Monsieur Naillet, vous m'avez posé deux questions sur les filières ultramarines. Nous tâcherons d'y répondre dans le cadre du prochain comité interministériel des outre-mer, qui se réunira la semaine prochaine.
Il faut aussi travailler sur l'introduction de clauses miroirs pour appliquer aux produits importés les normes européennes en matière de produits phytosanitaires. Il est curieux que nous autorisions l'importation de produits fabriqués avec des substances que nous interdisons en Europe. Il faut travailler sur cette distorsion de concurrence.

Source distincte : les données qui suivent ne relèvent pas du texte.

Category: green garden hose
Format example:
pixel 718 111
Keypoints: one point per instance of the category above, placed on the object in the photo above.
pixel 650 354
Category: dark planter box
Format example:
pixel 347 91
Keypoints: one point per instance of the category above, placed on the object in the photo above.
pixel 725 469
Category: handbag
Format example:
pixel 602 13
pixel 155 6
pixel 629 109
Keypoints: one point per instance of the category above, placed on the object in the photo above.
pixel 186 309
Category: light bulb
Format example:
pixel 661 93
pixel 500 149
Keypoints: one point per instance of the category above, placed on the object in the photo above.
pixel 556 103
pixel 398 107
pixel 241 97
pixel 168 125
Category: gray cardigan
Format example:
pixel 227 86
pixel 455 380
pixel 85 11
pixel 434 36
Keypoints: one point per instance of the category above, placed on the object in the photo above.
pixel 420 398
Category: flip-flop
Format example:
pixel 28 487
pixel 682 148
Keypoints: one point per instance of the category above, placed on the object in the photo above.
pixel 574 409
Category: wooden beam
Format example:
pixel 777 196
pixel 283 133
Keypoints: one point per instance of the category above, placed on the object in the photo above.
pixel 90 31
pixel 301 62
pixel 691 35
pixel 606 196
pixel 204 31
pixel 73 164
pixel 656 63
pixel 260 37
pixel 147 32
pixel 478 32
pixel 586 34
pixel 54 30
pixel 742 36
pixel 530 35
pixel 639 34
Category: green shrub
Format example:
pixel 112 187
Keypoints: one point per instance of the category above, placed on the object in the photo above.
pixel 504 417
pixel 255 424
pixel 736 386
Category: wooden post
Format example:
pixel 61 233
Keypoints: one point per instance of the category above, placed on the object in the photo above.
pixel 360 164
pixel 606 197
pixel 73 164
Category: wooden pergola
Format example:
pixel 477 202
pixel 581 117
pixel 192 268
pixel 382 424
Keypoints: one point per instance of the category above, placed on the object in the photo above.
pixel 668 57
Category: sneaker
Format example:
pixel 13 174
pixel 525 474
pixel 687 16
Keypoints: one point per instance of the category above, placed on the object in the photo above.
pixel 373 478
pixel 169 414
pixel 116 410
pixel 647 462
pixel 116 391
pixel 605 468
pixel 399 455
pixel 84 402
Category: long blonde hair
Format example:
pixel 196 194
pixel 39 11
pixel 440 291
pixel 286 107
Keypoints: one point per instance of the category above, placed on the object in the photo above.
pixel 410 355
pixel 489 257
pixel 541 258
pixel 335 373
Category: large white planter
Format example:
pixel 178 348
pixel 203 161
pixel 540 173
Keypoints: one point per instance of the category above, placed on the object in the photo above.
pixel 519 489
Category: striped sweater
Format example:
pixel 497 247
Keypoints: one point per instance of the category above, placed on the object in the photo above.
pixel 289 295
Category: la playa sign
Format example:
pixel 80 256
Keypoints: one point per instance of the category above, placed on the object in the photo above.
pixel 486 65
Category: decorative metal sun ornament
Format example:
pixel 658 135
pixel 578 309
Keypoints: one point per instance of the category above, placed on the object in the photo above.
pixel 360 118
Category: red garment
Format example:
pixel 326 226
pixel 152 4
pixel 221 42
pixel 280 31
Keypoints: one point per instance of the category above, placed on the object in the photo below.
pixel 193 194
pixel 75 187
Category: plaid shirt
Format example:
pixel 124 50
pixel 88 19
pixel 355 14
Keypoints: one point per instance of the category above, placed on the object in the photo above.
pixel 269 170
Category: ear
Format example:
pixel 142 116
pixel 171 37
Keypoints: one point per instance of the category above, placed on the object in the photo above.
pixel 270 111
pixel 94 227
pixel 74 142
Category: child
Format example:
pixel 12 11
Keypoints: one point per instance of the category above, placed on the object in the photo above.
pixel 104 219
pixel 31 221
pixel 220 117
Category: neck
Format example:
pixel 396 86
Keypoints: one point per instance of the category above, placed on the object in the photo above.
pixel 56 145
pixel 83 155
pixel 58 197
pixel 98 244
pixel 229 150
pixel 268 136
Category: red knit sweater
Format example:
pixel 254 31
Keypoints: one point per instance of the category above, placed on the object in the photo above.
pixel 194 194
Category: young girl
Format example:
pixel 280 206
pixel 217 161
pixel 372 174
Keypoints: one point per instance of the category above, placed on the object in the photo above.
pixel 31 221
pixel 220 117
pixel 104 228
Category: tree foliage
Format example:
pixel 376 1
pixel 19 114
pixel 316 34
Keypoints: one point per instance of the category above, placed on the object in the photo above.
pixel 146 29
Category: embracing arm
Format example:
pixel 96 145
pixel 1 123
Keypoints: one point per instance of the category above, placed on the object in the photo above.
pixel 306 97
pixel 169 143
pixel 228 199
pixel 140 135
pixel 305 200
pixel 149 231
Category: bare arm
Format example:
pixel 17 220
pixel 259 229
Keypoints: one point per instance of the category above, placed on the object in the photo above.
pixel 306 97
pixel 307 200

Nous devons aussi travailler avec les élus ultramarins sur le plan de souveraineté fruits et légumes, qui vise notamment à assurer l'autonomie alimentaire de leurs territoires, où le covid a révélé des problèmes en la matière et où l'inflation est plus prégnante qu'ailleurs.
S'agissant de la sécheresse dans les Pyrénées-Atlantiques, monsieur Echaniz, regardons le verre à moitié plein : ce département n'avait pas subi de pertes éligibles au régime des calamités agricoles depuis très longtemps. Le seuil d'accès à ce régime a été abaissé à compter de cette année. Par ailleurs, il exige de remplir certains critères.
Alerté par les parlementaires du département et le président du conseil départemental, j'ai demandé un réexamen des dossiers. Toutefois, je ne peux pas déroger aux règles applicables à tout département. Si je modifie les critères pour un département, je les modifie pour tous, conformément au principe d'égalité, auquel chacun ici est attaché. À ce jeu-là, l'argent part vite. Je réexamine les dossiers avec bienveillance, dans le cadre des règles en vigueur, notamment si leur application est incompréhensible pour les agriculteurs. Certains dossiers ont échappé à notre vigilance lors d'un premier balayage ; nous sommes très attentifs à ce problème.
Monsieur Martinet, je ne peux pas ne pas vous dire qu'on ne gagne jamais à détourner la vérité. Je sais que vous êtes prompt à le faire. Mes propos, que vous avez cités, étaient une réponse à une journaliste et à un journaliste, avec lesquels je plaisantais – mais vous pourrez les faire témoigner à votre procès stalinien. Il ne s'agissait pas d'un lobbyiste. Tout ce que je vous demande, c'est, une fois de temps en temps, de dire la vérité. Le débat public y gagnerait.